The new album is intentionally conducive to the psychedelic experience in a variety of additional ways, like avoiding lyrical content so as not to spark the language centers of the brain. The record employs falsetto vocalizations throughout, utilizing a non-lyrical language composed primarily of improvised vowels. The voice becomes more of an instrument, communicating via melody and vocal texture more than words. With the live looping technology, I employ harmonies and a full choir can develop.
Most people have never experienced psilocybin inside a ceremonial setting. My album aims to create a new sonic tradition, one that all of our ears can understand.

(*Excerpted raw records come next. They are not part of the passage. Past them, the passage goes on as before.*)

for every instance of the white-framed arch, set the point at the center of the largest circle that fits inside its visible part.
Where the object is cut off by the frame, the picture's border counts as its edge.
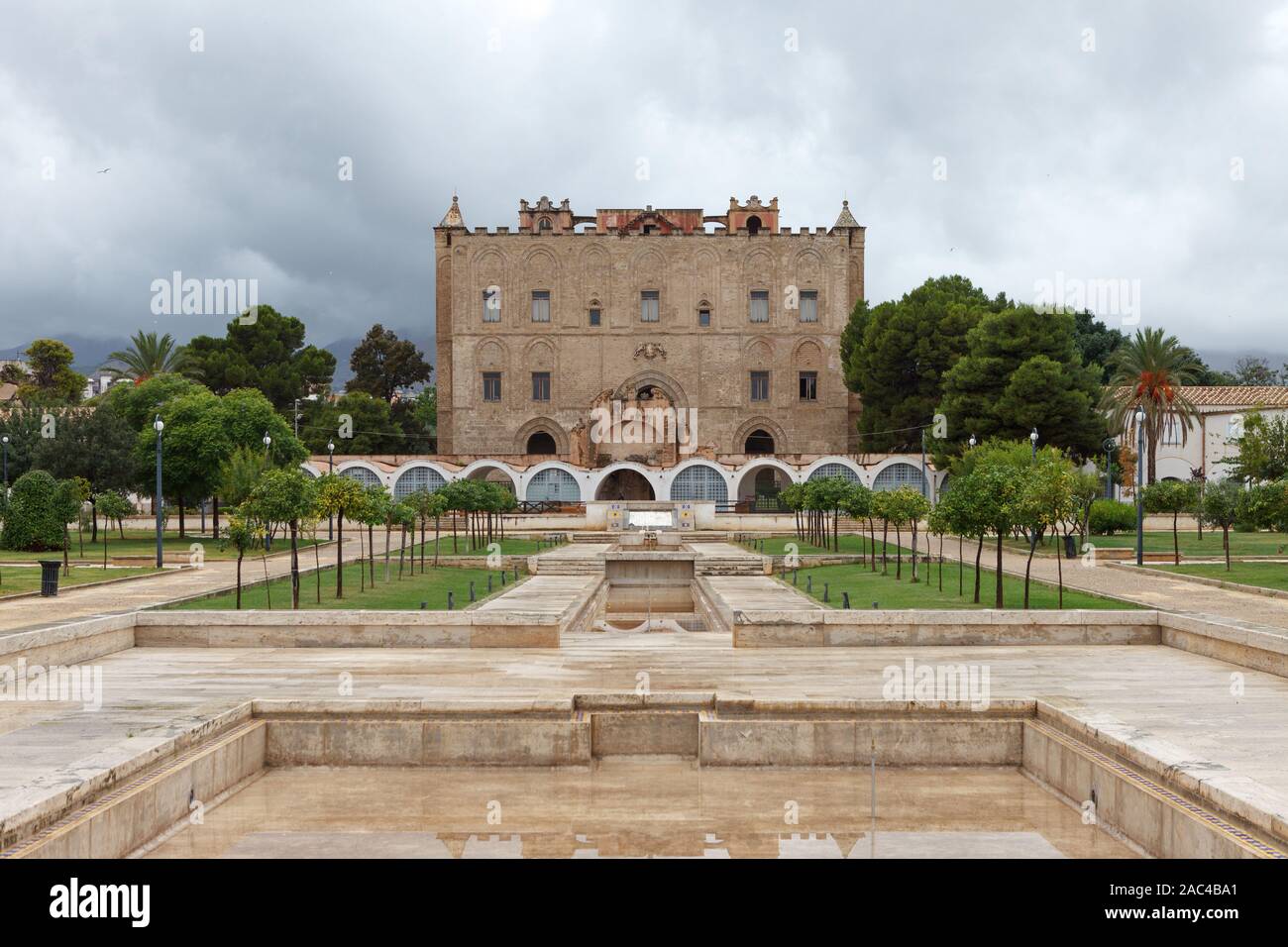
(362, 472)
(752, 467)
(475, 471)
(857, 470)
(524, 480)
(417, 474)
(688, 480)
(652, 476)
(901, 471)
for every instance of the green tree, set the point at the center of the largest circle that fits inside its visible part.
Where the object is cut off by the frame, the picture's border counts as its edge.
(896, 356)
(336, 495)
(284, 497)
(905, 506)
(1043, 499)
(357, 423)
(244, 534)
(1021, 371)
(138, 403)
(34, 519)
(146, 356)
(1261, 450)
(1222, 506)
(50, 377)
(1150, 369)
(1096, 343)
(382, 364)
(1173, 497)
(267, 354)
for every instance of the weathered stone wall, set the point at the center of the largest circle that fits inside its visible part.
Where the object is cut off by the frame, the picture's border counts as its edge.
(698, 368)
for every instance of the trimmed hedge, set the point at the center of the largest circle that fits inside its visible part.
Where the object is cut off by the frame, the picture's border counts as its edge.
(34, 515)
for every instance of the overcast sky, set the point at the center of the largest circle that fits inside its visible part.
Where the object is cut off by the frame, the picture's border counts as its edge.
(1012, 142)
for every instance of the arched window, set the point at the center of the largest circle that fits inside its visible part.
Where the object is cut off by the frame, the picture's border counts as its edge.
(901, 475)
(835, 471)
(759, 442)
(417, 478)
(699, 482)
(541, 442)
(553, 483)
(362, 475)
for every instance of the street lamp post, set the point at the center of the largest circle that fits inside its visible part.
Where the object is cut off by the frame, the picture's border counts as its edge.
(1109, 467)
(1140, 486)
(159, 425)
(268, 442)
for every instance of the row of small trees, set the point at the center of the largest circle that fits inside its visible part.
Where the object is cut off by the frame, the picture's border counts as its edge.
(291, 501)
(1220, 505)
(1000, 489)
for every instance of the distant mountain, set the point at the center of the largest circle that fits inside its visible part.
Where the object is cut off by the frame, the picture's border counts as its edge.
(344, 347)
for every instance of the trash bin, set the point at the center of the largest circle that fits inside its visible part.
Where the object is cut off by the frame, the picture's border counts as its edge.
(50, 577)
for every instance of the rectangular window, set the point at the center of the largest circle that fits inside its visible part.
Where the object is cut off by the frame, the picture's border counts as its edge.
(540, 305)
(809, 305)
(648, 305)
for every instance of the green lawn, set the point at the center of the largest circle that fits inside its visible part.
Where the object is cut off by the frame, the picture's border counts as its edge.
(1210, 547)
(18, 579)
(888, 591)
(407, 592)
(143, 543)
(1267, 575)
(509, 547)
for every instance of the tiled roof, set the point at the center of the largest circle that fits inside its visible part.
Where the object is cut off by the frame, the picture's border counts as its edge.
(1236, 395)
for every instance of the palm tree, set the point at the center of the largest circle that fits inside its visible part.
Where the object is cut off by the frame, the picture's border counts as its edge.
(147, 356)
(1150, 371)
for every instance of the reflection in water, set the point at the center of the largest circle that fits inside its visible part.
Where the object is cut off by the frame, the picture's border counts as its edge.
(640, 808)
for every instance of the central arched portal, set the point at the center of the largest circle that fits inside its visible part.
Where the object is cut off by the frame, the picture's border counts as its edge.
(625, 484)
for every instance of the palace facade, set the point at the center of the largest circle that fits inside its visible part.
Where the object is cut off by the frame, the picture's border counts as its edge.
(726, 322)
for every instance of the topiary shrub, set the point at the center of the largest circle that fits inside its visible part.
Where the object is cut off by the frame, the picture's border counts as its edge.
(1111, 515)
(34, 517)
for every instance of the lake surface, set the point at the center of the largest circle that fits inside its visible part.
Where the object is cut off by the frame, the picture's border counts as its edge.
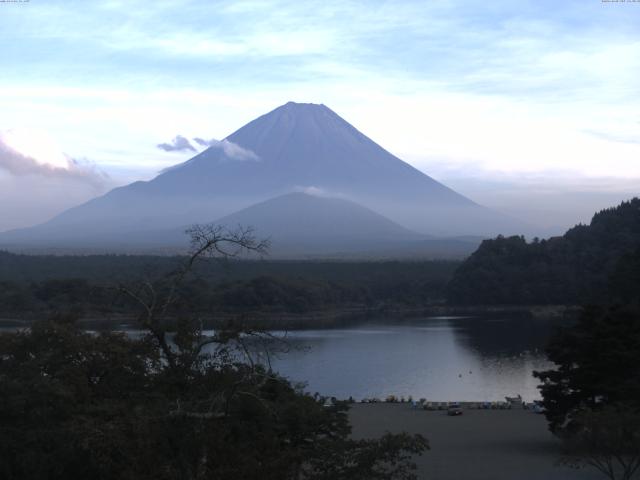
(438, 358)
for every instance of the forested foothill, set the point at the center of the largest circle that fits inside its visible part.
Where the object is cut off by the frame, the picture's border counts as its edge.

The sound of Music for Mushrooms couches itself in western melody and an instrumentation familiar to the western ear such as pianos, harmonicas, and Fender Rhodes keyboards. Comparatively, traditional icaros, the centuries-old sacred songs of the Amazonian Ayahuasca ceremonies, can have stark shakers and likely unfamiliar Quechua language. No doubt icaros are a form of highly effective spiritual technology, and are an integral element of a traditional Ayahuasca ceremony. But psilocybin doesn’t have a musical equivalent to the icaros of South America. The recent proliferation of underground Ayahuasca ceremonies all across the world has maintained and integrated into the experience the element of ceremony. Ayahuasca isn’t used recreationally. Amazingly, ceremony has never detached itself from this drug. Psilocybin, on the other hand—while music is in the drug’s ceremonial cultural past—has remained almost entirely recreational for westerners. There is no known specific heritage of music with psilocybin. Most people have never experienced psilocybin inside a ceremonial setting. My album aims to create a new sonic tradition, one that all of our ears can understand.
While listening to Music for Mushrooms, your brain won’t need to work overtime to understand the musical lexicon presented, because the album uses pianos and chord progressions primarily rooted in contemporary music. At the same time, the record does utilise indigenous musical elements like native flutes, shakers, and Tibetan bowls. These ancient native instruments can be employed effectively in select musical moments to connect the dots of our human psychedelic history into a contemporary shamanic listening experience. It serves as an ancestral bridge that honors old ceremonial technology and integrates it with a modern instrumentation.
All of these techniques and methods calm the body and mind and set the stage for a safe and positive psychedelic experience. The results of the recent studies are promising, and I am hopeful we are entering into a golden age of psychedelic research. It is our birthright to explore our consciousness, and in understanding ourselves, we in turn understand one another.
What is being called for in our time is a fresh shamanic lineage—one born out of our needs and this time. We are being asked to step forward, to build on the lessons of our ancestors while trailblazing a shamanic future that ties together the pinnacles of history. Music is a necessary ingredient in this transformation.
I’ve always intuitively felt that the solutions our world needs will not come from the top down. Rather, the answers we’ve been looking for will come from the inside out. By exploring our interior landscape to heal our traumas, to root out shame, to learn to love ourselves, we empower our ability to make positive changes that echo out into our lives and the world around us.
Ram Dass likes to say that we are here as souls to learn, to walk one another home—and thankfully we have more tools now than ever to help us along the way.